Fig.1 shows schematically the damping mechanism in this case. Once vibration occurs, the dispersed PZT interlayers develop an electric charge and produce a current through the CFRP layers that results in dissipating energy in the form of heat while running through the resistive CFRP layers and leads to mechanical damping. The key issue for this research is to find the optimum amount of PZT particles to be dispersed on the prepregs, corresponding to an electric conductivity or electric resistance of CFRP layers, which is a kind of impedance matching.
The usefulness of the developed damping concept was verified through an application to the design of robotic arm, which was developed in cooperation with Super Resin Co., Japan (see Fig. 4; it was exhibited at the Eighth Japan International Symposium and Exhibition (JISSE-8), 2003, Tokyo). Three kinds of 2.2 m long box beams were produced, which were made with aluminum (A6063), conventional CFRP, and damping CFRP, respectively. The geometries of the box beams were 100mm width (W), 30mm height (H) and 2200mm length (L). The thicknesses (T) were 2.5mm in the aluminum and 2.1mm in the CFRP, respectively. In designing a new damping robotic arm, both the interleaving of visco-elastic plastic films and dispersed PZT particles interlayers between composite plies are jointly used. The CFRP box beam was made of six-ply carbon/epoxy prepregs that consisted of five ply UD and one-ply woven fabric. On the other hand, the CFRP damping box beam designed here has four interleaves of viscoelastic thermoplastic films and one interlayer of dispersed PZT particles between the above mentioned composite plies. They only differed in an existence of thermoplastic interleaves and a piezo-ceramic interlayer.
Figure 2. Vibration damping measurements for damping CFRP arm (CH1), conventional CFRP arm (CH 2) and aluminum arm (CH 3).
The newly developed robotic arm made with damping CFRP materials showed excellent vibration damping in comparison with those made with conventional CFRP and aluminum materials (see Fig. 3). The damping time measured for the aluminum arm was 20.299 seconds, while that for the conventional CFRP beam was 2.41 seconds.
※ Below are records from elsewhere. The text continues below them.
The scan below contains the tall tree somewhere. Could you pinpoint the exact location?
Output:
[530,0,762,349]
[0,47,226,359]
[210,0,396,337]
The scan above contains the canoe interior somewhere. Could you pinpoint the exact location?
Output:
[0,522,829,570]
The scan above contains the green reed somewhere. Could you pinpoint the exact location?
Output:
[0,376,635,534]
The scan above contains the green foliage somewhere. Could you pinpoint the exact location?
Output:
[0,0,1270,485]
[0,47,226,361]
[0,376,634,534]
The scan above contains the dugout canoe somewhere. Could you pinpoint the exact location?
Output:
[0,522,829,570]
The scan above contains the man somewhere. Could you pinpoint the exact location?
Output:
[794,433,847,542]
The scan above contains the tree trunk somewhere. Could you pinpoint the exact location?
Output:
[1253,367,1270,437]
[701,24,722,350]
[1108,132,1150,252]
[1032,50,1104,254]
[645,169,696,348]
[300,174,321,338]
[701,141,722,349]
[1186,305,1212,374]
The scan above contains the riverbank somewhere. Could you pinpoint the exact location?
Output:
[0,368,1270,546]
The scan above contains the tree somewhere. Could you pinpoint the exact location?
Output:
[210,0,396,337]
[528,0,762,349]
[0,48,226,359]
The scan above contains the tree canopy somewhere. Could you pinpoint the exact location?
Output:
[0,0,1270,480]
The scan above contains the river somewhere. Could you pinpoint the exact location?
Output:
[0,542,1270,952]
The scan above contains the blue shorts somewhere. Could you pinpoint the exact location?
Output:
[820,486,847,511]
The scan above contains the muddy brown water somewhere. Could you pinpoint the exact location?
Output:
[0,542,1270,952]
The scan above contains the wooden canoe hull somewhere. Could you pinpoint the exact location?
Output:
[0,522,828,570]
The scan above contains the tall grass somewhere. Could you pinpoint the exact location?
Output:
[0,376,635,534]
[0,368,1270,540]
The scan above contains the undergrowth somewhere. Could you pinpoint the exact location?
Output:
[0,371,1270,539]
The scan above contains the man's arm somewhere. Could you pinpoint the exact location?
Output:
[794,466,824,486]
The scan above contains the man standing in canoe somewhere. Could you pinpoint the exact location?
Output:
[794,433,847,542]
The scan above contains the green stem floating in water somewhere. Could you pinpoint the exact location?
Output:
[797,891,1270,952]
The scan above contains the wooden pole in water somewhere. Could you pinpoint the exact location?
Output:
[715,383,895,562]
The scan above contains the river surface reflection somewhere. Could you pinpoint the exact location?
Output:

As a result of the remarkable damping effect, the damping time measured for the damping CFRP beam was less than one second (0.615 seconds).
① 2.2m-long box beam made with Damping CFRPs.
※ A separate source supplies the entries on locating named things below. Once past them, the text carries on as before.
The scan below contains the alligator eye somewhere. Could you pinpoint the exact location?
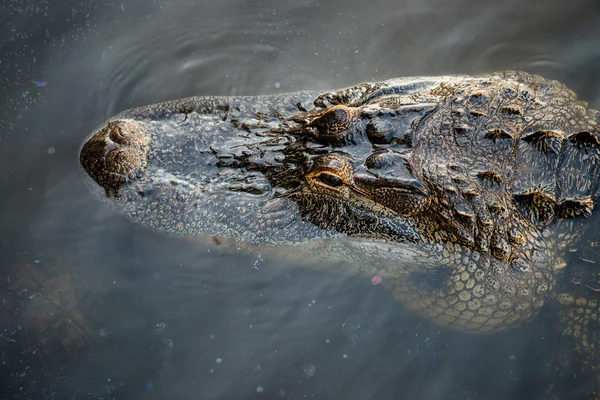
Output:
[310,105,357,137]
[318,173,344,187]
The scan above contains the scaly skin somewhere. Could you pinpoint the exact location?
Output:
[80,72,600,394]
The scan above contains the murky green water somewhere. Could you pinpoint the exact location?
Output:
[0,0,600,400]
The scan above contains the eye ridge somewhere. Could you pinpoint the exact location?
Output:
[318,172,344,187]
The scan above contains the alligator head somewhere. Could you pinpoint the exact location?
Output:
[80,74,598,330]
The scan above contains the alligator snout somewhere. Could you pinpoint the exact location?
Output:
[79,119,150,197]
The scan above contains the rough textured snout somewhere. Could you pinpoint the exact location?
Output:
[79,119,150,197]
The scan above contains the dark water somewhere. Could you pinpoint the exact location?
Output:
[0,0,600,399]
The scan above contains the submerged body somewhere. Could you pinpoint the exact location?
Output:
[80,72,600,392]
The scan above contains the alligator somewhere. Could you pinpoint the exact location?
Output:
[80,72,600,395]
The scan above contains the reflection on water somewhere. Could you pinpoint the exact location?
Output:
[0,0,600,399]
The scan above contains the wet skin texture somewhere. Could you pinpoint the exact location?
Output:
[80,72,600,395]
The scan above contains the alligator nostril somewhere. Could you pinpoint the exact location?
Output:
[106,149,136,175]
[108,122,129,144]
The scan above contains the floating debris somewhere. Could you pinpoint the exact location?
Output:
[302,364,317,378]
[342,314,371,342]
[154,322,169,335]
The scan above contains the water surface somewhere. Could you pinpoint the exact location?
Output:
[0,0,600,399]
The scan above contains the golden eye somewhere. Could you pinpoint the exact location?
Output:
[318,172,344,187]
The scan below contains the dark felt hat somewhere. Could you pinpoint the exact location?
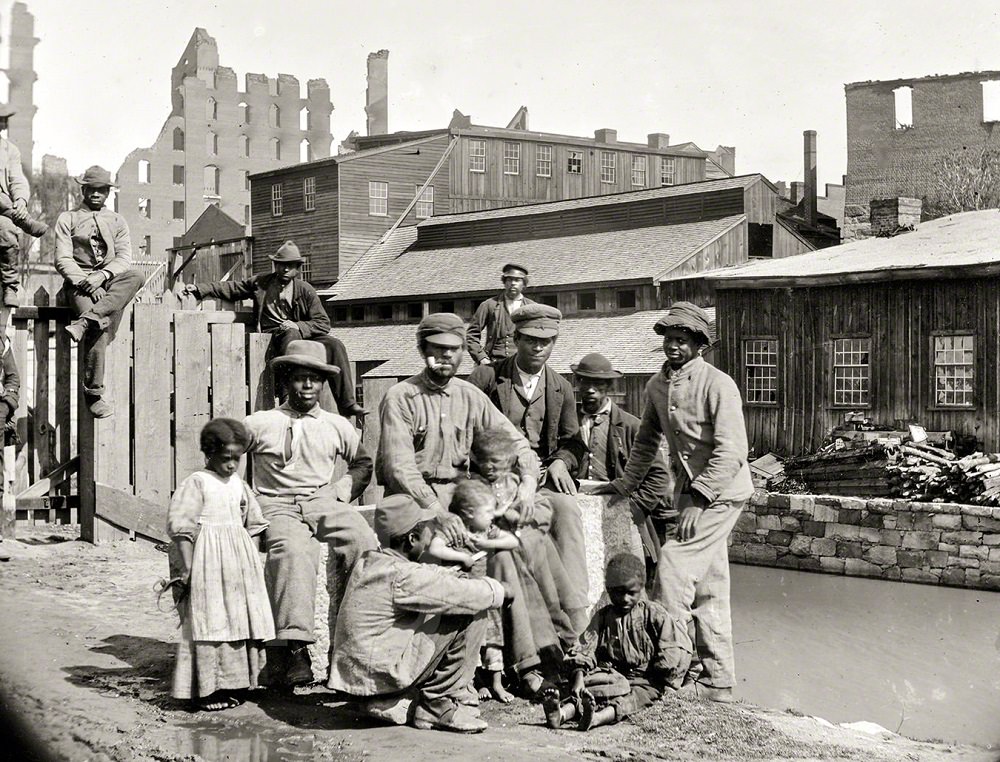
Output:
[417,312,465,347]
[374,495,437,546]
[510,304,562,339]
[73,164,116,188]
[271,339,340,376]
[653,302,712,344]
[569,352,622,380]
[268,241,302,263]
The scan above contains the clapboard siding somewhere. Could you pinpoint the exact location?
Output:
[716,278,1000,455]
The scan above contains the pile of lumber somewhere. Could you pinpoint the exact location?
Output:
[887,444,1000,506]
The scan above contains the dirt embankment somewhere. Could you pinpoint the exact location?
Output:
[0,527,996,762]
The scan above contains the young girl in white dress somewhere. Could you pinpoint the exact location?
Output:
[167,418,274,711]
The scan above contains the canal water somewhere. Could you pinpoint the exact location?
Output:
[732,565,1000,749]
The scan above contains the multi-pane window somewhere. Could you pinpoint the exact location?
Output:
[743,339,778,405]
[566,151,583,175]
[503,143,521,175]
[368,180,389,217]
[632,155,646,188]
[271,183,282,217]
[934,334,975,407]
[601,151,618,183]
[535,146,552,177]
[415,185,434,220]
[833,337,871,405]
[660,156,674,185]
[469,140,486,172]
[302,177,316,212]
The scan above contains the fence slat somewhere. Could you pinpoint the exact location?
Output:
[174,311,210,482]
[133,304,174,503]
[212,323,247,420]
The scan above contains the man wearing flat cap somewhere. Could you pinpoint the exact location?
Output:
[469,264,535,365]
[595,302,753,702]
[244,339,378,686]
[570,352,673,568]
[469,304,588,626]
[55,165,143,418]
[328,495,507,733]
[184,241,367,417]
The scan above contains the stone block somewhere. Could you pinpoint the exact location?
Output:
[864,545,896,566]
[788,534,813,556]
[837,541,862,558]
[812,537,837,556]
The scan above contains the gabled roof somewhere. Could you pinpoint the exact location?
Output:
[323,210,746,302]
[697,209,1000,288]
[337,307,715,378]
Damping time: 0.615 seconds
② 2.2m-long box beam made with Conventional
CFRPs. Damping time: 2.410 seconds
③ 2.2m-long box beam made with Aluminum.
Damping time: 20.299 seconds
The above results showed excellent vibration damping performances, which undoubtedly will meet the demands needed to create large light–weight structures in various applications such as aerospace, automotive, and transportation as well as possible applications for spacecraft structures and other uses.